Va ricordato che fra le notizie per le quali è prevista l’ annotazione nel casellario rientrano anche fatti che possono comportare il divieto di partecipare a gare pubbliche: gravi negligenze nell’ esecuzione di lavori, risoluzioni contrattuali per gravi inadempienze contrattuali, false dichiarazioni sul possesso dei requisiti di partecipazione o sulle irregolarità contributive, omissioni su condanne penali, violazioni delle norme in materia salute e sicurezza sul lavoro, sentenze di condanna o di patteggiamento per reati contro la pubblica amministrazione.
Le interdittive antimafia emesse dai prefetti, sebbene limitatamente ai soggetti qualificati per partecipare a procedure di gara indette dalla pubblica amministrazione, si aggiungono alle annotazioni frutto delle segnalazioni inviate dalle stazioni appaltanti Nel periodo considerato (il quinquennio 2014-2019) si è registrata una crescita costante e generalizzata delle interdittive antimafia in ogni zona del Paese, che sono passate dalle 122 del 2014 alle 573 del 2018, con un incremento di 3,7 volte.
Nel rapporto si evidenzia come non sia affatto da escludere che questo aumento possa essere in parte dovuto a un miglioramento del flusso informativo in entrata, cioè a comunicazioni più puntuali effettuate dalle prefetture all’ Anac. Allo stesso modo, il trend di crescita sembra essere anche la prova di una sempre più penetrante attività investigativa dell’ Autorità giudiziaria, che spesso trasmette agli Uffici territoriali del governo le risultanze che man mano emergono dalle indagini in funzione preventiva. Per l’ Autorità presieduta da Raffaele Cantone una simile tendenza è anche «una conferma ulteriore che non esistono zone immuni dalle infiltrazioni mafiose e che il comparto degli appalti pubblici è uno dei più a rischio in assoluto. Se del resto si considera che il settore nel 2018 ha sfiorato i 140 mld, è comprensibile per quale ragione esso rappresenti uno dei terreni di caccia preferiti del crimine organizzato».
Dal punto di vista territoriale colpisce in particolare l’ incremento delle interdittive registrato in contesti geografici diversi da quelli autoctoni delle mafie: ad esempio in Emilia Romagna si è passati dalle 8 aziende interdette del 2014 alle 51 del 2017, così come il numero di interdittive emesse ogni 100 mila abitanti nella provincia di Reggio Emilia (8,3) e di Ravenna (7,9) risulta poi essere più del doppio rispetto alla media nazionale (pari a 3,3). Così come in provincia di Como o Mantova si hanno 24 e 21 aziende interdette nel quadriennio, entrambe hanno un tasso superiore al dato nazionale (rispettivamente 4 e 5,1 interdittive ogni 100 mila abitanti).

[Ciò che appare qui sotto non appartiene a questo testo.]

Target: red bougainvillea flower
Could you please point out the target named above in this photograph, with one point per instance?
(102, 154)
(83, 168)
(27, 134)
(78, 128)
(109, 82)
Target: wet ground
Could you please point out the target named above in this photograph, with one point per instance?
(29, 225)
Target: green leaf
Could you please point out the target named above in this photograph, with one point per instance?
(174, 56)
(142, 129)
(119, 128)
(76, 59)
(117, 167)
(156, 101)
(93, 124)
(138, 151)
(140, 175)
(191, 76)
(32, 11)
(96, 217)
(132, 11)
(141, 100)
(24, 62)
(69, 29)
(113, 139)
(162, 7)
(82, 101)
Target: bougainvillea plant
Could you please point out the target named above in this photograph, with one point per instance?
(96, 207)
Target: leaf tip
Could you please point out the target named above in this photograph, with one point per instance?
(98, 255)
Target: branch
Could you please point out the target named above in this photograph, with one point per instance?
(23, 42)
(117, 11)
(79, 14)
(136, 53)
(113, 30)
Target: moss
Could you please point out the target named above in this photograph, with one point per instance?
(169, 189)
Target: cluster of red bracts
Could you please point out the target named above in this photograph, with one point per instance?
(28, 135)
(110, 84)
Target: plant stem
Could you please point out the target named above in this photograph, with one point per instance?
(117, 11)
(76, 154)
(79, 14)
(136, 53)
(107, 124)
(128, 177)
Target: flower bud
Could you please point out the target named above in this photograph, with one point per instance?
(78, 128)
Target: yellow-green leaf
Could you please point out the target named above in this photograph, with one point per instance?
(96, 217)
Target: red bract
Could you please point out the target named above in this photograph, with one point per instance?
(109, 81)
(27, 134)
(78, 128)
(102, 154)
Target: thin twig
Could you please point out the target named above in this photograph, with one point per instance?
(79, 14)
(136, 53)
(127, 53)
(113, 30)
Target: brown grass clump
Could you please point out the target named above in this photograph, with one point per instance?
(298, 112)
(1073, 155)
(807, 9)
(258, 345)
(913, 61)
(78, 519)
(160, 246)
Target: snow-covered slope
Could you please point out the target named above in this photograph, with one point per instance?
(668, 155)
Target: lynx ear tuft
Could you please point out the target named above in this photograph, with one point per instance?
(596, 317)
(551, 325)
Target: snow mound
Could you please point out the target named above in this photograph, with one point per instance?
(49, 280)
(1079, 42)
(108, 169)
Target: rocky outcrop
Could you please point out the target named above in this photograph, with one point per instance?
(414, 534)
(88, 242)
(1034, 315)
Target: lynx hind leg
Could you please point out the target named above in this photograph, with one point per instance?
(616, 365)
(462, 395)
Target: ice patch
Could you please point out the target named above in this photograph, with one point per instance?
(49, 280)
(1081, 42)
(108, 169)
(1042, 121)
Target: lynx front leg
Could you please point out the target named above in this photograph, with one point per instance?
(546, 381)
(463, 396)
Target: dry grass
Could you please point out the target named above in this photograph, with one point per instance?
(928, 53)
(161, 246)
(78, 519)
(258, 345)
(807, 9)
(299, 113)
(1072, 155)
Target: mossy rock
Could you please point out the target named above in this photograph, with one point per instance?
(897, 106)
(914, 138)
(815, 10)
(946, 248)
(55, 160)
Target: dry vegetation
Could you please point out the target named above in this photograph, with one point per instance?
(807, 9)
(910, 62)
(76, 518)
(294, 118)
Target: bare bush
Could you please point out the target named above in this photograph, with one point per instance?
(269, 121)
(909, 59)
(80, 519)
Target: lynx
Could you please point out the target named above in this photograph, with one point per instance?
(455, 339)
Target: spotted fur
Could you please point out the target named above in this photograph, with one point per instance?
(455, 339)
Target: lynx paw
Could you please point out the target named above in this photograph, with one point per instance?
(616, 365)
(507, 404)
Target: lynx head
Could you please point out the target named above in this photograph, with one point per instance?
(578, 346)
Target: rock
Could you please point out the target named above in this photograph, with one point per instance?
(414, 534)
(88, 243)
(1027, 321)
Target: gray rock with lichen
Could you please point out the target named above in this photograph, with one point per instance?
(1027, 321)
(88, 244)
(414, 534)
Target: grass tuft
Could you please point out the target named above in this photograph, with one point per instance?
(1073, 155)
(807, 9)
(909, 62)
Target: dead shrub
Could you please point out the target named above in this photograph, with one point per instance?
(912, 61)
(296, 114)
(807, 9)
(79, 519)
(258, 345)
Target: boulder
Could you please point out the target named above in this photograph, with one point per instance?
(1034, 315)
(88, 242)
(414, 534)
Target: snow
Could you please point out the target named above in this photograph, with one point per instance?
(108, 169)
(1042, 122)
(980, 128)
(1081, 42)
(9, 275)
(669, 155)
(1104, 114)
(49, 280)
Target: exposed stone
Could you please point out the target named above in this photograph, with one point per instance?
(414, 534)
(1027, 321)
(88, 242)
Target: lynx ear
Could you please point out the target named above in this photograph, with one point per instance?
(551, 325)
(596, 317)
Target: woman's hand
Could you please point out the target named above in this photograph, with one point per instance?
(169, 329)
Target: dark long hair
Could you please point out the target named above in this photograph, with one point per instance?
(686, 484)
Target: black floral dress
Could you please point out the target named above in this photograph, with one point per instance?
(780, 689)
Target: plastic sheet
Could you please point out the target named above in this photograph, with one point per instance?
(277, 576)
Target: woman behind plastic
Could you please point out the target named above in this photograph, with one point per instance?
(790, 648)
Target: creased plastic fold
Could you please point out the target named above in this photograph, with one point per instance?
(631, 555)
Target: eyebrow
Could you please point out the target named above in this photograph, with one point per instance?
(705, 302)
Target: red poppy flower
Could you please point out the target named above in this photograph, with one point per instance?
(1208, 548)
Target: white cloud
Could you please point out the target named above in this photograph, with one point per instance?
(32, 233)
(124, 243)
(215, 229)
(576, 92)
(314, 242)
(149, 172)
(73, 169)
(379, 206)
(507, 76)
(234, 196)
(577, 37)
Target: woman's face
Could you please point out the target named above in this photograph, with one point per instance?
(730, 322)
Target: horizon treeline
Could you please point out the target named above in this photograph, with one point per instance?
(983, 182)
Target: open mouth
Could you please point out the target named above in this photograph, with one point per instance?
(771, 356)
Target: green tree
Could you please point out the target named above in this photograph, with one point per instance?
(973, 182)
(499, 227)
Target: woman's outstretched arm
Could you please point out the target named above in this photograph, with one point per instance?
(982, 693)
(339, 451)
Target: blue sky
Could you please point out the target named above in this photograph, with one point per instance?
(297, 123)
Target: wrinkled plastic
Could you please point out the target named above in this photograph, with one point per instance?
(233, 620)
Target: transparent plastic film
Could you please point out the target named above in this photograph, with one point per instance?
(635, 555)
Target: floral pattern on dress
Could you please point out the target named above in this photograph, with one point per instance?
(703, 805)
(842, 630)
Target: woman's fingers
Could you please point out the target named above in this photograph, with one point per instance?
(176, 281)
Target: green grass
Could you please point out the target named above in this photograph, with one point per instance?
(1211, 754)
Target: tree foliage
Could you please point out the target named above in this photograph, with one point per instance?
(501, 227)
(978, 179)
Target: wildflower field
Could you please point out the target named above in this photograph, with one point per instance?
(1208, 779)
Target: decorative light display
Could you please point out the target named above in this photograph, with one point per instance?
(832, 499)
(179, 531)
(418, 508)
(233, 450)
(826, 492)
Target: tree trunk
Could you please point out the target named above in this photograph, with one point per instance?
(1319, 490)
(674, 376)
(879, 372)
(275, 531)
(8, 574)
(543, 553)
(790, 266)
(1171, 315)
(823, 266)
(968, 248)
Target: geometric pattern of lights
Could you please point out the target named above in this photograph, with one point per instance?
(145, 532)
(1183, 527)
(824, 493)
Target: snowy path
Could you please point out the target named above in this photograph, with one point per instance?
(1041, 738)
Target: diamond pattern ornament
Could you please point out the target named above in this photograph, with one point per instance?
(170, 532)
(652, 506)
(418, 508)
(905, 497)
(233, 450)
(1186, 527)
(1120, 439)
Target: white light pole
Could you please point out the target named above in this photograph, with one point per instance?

A questi dati si devono collegare, poi, anche quelli desunti dal Report 2018 sul whistleblowing, illustrati in settimana dal presidente Anac e dai quali emerge che tra le tipologie di illeciti segnalati i più frequenti si confermano gli appalti illegittimi (il 22,6% delle 783 segnalazioni giunte all’ Anac) si ha la conferma di un settore, quello degli appalti, denso di criticità sotto diversi profili e da più punti di vista (operatori privati e funzionari pubblici).